WELLINGTON, March 3 (Xinhua) -- New Zealand's pillar farming industry has voiced dismay at the trade policies of the new United States administration under President Donald Trump.
The Federated Farmers industry association on Friday issued a statement saying Trump's "willingness to shun international trade conventions will have serious and deeply felt implications for New Zealand's export trade."
"The new president's determination to promote American interests above all else, even at the expense of long-standing, and mutually beneficial agreements could be devastating for New Zealand," Federated Farmers president Dr William Rolleston said in the statement.
Trump's statements this week appeared to go way beyond rejecting participation in international free trade agreement negotiations like the Trans-Pacific Partnership, one of his key election promises.
The report Trump's administration sent to Congress this week outlined their intention to even go so far as to consider World Trade Organisation rulings non-binding.
"This is extraordinary. If allowed to continue in this vein, it will undermine all the work we've done as a nation," said Rolleston.

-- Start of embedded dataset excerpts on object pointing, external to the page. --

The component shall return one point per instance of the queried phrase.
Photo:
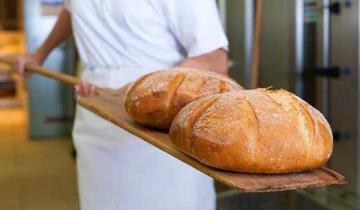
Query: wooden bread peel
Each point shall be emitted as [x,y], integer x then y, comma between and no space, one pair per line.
[108,104]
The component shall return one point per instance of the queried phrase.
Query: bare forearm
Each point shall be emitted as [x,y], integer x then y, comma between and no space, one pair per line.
[216,61]
[61,31]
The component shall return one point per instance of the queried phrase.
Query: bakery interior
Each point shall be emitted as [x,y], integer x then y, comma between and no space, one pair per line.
[308,47]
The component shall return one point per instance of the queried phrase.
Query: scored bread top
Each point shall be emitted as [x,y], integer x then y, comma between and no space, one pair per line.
[156,98]
[254,131]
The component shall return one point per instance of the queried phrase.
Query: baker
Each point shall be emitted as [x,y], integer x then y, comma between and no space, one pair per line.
[118,41]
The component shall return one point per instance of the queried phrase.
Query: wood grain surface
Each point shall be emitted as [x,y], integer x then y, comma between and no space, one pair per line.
[109,105]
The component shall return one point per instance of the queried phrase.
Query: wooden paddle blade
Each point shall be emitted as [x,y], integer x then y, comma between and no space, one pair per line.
[110,107]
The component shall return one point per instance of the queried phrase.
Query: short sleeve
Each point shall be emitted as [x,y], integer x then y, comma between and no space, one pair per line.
[196,25]
[67,5]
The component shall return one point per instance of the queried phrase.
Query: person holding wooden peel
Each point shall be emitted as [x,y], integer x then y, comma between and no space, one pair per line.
[118,41]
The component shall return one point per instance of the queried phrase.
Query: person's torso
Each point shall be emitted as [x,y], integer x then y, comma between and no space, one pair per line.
[124,33]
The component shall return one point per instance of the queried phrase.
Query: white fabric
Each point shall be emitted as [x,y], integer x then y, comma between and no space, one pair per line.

"We have long advocated for countries to live up to their commitments and obligations. This thinking will take global trade backwards and will ultimately be as damaging for the U.S. as anywhere else," Rolleston said.
Trump's actions were reminiscent of 1930s when the U.S. Smoot-Hawley Tariff Act ushered in a tariff war which turned the Wall Street Crash into the Great Depression.
"If President Trump decides to use the might of the USA to bully their way out of trade agreements which were negotiated in good faith, and to be mutually beneficial to all parties, then New Zealand and many other countries could be severely compromised," said Rolleston.
Rolleston's comments came the day after Reserve Bank of New Zealand governor Graeme Wheeler described the possibility of U.S. trade protectionism as the biggest risk to New Zealand's economy.
"Increased protectionist measures would represent a negative global supply shock," Wheeler said in a published speech.